Bedeutung für Berlin: Daten als Weckruf

Der Sozialbericht 2025 macht deutlich: Berlin ist wirtschaftlich dynamischer geworden, sozial jedoch nicht automatisch gerechter. Fortschritte am Arbeitsmarkt gehen mit hohen Armutsrisiken, steigenden Wohnkosten und wachsender Vermögensungleichheit einher.

Für die Stadtpolitik bedeutet das einen klaren Auftrag, soziale Infrastruktur – von Kitas über Beratungsstellen bis zum sozialen Wohnungsbau – zu sichern und auszubauen.
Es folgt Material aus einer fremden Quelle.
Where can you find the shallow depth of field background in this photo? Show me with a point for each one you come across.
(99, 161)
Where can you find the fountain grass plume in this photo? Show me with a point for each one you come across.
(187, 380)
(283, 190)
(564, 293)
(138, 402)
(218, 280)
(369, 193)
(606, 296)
Für Bezirke mit besonders hoher Belastung sind gezielte Maßnahmen unerlässlich, um Bildungs- und Gesundheitschancen zu verbessern.

Für die Berlinerinnen und Berliner selbst liefert der Bericht eine nüchterne, aber notwendige Bestandsaufnahme. Er zeigt, wo Unterstützung benötigt wird, wo gesellschaftliches Engagement wirkt und wo strukturelle Probleme gelöst werden müssen. In einer Stadt, die weiter wächst und sich rasant verändert, sind verlässliche Daten keine reine Statistik – sie sind Grundlage für sozialen Ausgleich und eine lebenswerte Hauptstadt.